Das Gericht könnte auch mal entscheiden: "Zu dieser Frage findet sich im GG keine Antwort." So könnte Karlsruhe am Ende doch auch zur Belebung des demokratischen Diskurses beitragen. Schließlich leben wir in stabilen demokratischen Verhältnissen, das Ringen um die richtige Lösung sollte im Parlament stattfinden.
Starke Bundesländer als "Schutzwall gegen autoritäre Entwicklungen"
In Ihrem Buch kritisieren Sie, dass sich das Machtgefüge zwischen Bund und Ländern zunehmend in Richtung des Bundes verschiebt. Doch auch die Bevölkerung sehnt sich nach einheitlichen Lebensverhältnissen und damit nach möglichst viel Entscheidungsmacht für den Bund. Was ist daran problematisch?

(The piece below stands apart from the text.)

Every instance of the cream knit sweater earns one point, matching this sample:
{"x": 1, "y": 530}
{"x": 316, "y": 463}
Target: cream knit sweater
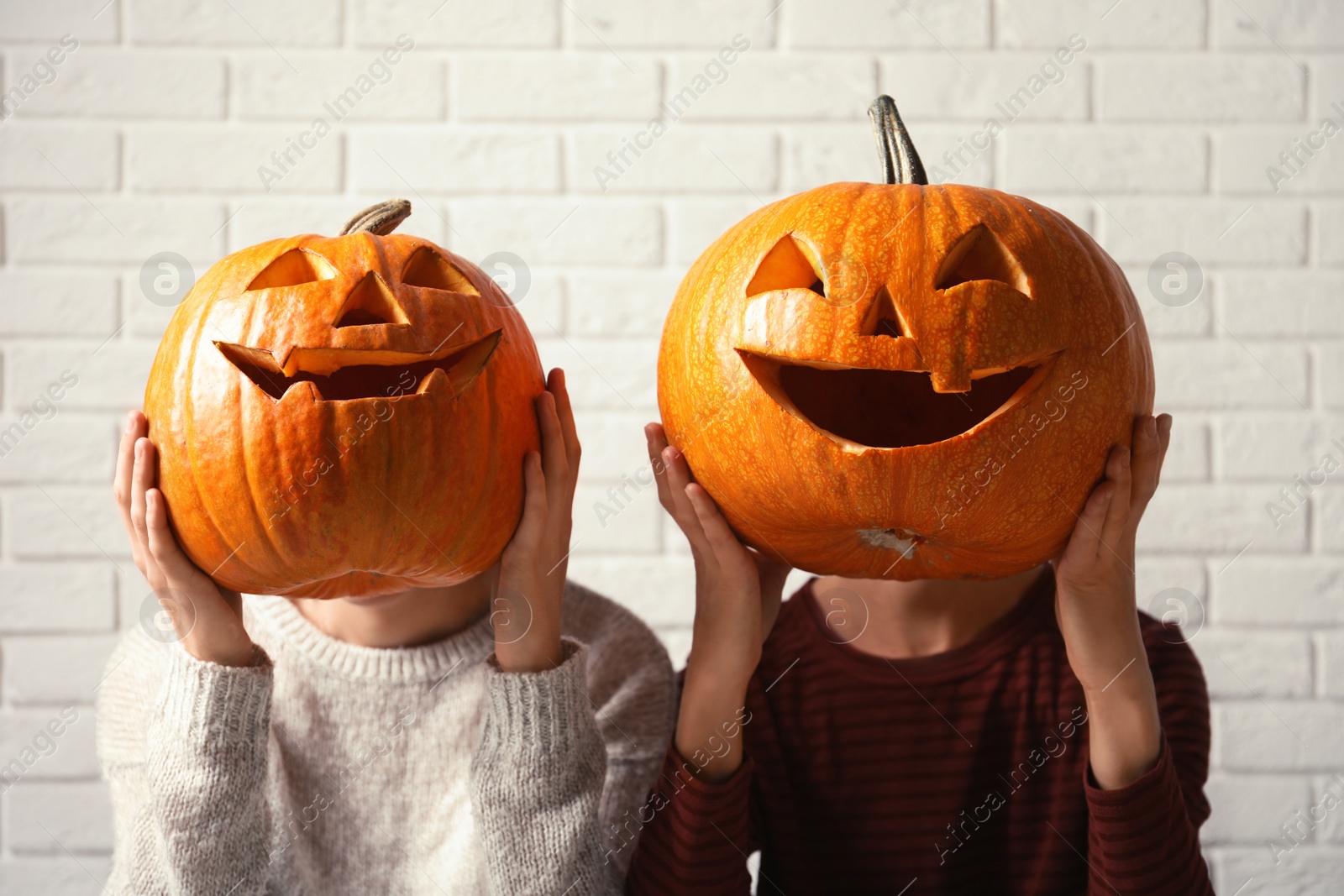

Einheitlichkeit ist nicht per se gut. Föderale Strukturen mit einem entsprechend ausgeprägten Wettbewerb sind nicht nur bürgernäher, sondern auch ein Schutzwall gegen autoritäre Entwicklungen. Außerdem sorgen sie für Vielfalt.
Ein Blick in die Geschichte sollte uns auch hier eine Lehre sein: In Weimar, aber auch in die DDR wurden innerhalb kürzester Zeit die Länder quasi abgeschafft bzw. entmachtet. Bei uns lässt sich nun eine Tendenz beobachten, die mir Sorgen macht:
Die Länder lassen sich ihre Kompetenzen regelrecht abkaufen. Statt klarer Zuständigkeiten zwischen Bund und Ländern finden sich immer mehr Kooperationen und Verflechtungen, die den Einfluss des Bundes im Bereich originärer Länderkompetenzen erhöhen und dadurch zugleich Verantwortlichkeiten verwischen.
Verfassungsrechtlich ist das eine Katastrophe, zumal auch die mangelnde Finanzausstattung kein stichhaltiges Argument ist: Wenn Bundesländern die Mittel fehlen, die der Bund zu viel hat, ist das Ausdruck einer falschen Aufteilung der Steuereinnahmen. Das muss man dann ändern, statt die Axt an den Föderalismus zu legen.
Vielen Dank für das Gespräch.
Prof. Dr. Alexander Thiele vertritt zurzeit einen Lehrstuhl für Öffentliches Recht an der LMU in München. Er ist Autor diverser Bücher zum Staats- und Verfassungsrecht. Sein neuestes Werk "Der konstituierte Staat – Eine Verfassungsgeschichte der Neuzeit" erscheint am 10.März 2021 im Campus-Verlag.